Which brings us to “Pure Beauty,” the most phallus-centric song, perhaps, in the whole rock canon. It opens with these great lines: “Your dick is like a stick of pure beauty to me/As I lay me to sleep it’s all that I see/Your dick is like a stick of pure beauty to me/So please, please, won’t you give it to me.” His dick, she sings, is worth far more than gold, and she wants to grow old with it, and then there comes a lovely guitar solo, at which point Padgett again pleads for her mate’s lovely member. A wonderful song, and one that reminds me of Henry Miller’s great description of an erection, to wit, “A piece of lead with wings on it.”

The Naysayer is a primo alt-country band, what with their spunk and their talent and their humorous take on the country tradition.

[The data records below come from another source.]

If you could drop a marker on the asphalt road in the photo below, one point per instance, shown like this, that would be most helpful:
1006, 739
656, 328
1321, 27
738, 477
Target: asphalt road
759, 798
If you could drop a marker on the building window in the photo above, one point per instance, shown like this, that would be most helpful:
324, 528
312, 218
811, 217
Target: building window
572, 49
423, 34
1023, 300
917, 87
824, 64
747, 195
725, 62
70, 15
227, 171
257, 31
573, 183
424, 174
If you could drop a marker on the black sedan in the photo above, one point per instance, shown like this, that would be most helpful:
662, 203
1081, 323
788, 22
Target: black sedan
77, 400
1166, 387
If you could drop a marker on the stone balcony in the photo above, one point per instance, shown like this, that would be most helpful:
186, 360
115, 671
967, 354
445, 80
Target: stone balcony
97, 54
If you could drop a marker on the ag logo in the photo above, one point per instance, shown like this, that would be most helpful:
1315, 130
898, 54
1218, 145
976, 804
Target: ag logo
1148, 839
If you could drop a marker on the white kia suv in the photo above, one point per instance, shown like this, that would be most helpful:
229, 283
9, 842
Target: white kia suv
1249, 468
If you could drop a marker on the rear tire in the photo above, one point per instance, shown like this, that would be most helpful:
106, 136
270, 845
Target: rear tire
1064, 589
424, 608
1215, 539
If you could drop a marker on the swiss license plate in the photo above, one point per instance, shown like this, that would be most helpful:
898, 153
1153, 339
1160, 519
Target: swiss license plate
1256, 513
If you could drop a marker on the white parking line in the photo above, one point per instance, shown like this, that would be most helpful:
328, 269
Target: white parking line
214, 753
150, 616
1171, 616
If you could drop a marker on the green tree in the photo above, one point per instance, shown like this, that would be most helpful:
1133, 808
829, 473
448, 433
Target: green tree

They bring to mind “You Never Even Called Me by My Name,” the great C&W tune sung by David Allen Coe, in which every country cliché in the book is included in one hilarious verse. “My Liver Needs a Lawyer” is an instant classic, as are “Pure Beauty” and the wonderful “I Just Left Myself” and “Dead End Road” off their 2002 LP Heaven, Hell or Houston. It was some dickhead, the late Christopher Hitchens to name names, who wrote an entire essay on how women aren’t funny. Obviously he never listened to The Naysayer. Or to any other female on the Planet Earth for that matter. Too bad a pickup never fell on him. Might have changed his attitude. Sure worked with Frank.